Written By: Leslie Means
I’ve been writing in journals for years. I don’t usually write anything significant; just random thoughts popping out of my mind, similar to this column. I’ve found writing to be not just good for my soul, but a fantastic way to reflect; a way to go back to a time in my life that seems to have happened centuries ago.
Every so often I’ll ruffle through those old papers and find a similar date. I found a few entries this week that I’d like to share with you. This first one made me smile:
July 4th, 1993
“This was the best 4th of July I have ever had! I won an underwater race at the swimming pool! I swam across the entire pool in one breath and won a pop as my prize!”
I was cringing with this one;
“I am officially a freshman! We went to our first official make-out party yesterday. I have to admit, I didn’t know quite what to think, but it was very cool! I know mom and dad would not be happy to know I was there, but oh well.”
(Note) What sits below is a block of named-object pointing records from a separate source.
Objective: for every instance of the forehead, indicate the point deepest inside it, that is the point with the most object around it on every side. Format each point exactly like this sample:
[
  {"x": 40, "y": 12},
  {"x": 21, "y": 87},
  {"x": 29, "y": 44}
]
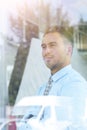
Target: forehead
[{"x": 52, "y": 37}]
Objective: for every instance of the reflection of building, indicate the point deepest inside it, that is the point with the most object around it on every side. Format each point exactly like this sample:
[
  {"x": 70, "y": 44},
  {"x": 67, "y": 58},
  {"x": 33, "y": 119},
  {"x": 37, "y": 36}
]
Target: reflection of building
[{"x": 80, "y": 36}]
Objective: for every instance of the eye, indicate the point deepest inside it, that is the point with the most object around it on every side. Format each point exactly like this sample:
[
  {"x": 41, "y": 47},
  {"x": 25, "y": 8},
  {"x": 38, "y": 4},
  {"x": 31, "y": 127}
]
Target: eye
[{"x": 43, "y": 46}]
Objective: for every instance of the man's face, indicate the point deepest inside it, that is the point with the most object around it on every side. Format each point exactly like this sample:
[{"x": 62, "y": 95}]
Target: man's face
[{"x": 54, "y": 51}]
And yet the final entry I came upon seemed to be speaking my exact thoughts, even though it had been written 7 years prior;
July 8, 2005
“It seems to me the rest of my life will be like this. Trying to play ‘catch up’ on the moments that have passed, wondering where the time has gone.”
I felt that this week. Not old, as I know 30 is still very young, but baffled a bit. Wondering how life is flying by so quickly. A few days ago, Ella reminded me just how fast she’s growing up, too.
During a local function I tried to give her a hug. I had been working all day and was excited to see her sweet little face.
“Come give me a hug, Ella,” I said loudly enough for all her friends to hear. She was in front of many kids a few years older than her but I didn’t think it mattered. After all, she’s not even 4 yet.
But she stayed away giving me a look of disgust. “No, Mama,” she whispered and continued to play games with her friends.
I was crushed.
Later that night after she was tucked into her bed, I came downstairs and had our evening ‘chat’ as I like to do with her often.
“Why didn’t you give Mama a hug tonight, Ella?” I asked with a smile.
She looked up at me with her precious green eyes and said,” All the other kids weren’t giving their mom’s a hug. I didn’t want to either.”
At that moment, my heart felt emotions similar to those diary entries; the excitement of being a little girl, the confusion of wanting to be independent and the sadness for how quickly time was escaping. I couldn’t find the words to say to my almost 4 year old baby girl. All I could do was give her a hug and remind her how strong my love is for her soul.
I’ll look back at this post in 7 years when Ella is a “tween” and wonder where the time has gone. For this moment, I’ll write it down; trying to soak in the memory as a reminder of just how precious and fleeting this life can be.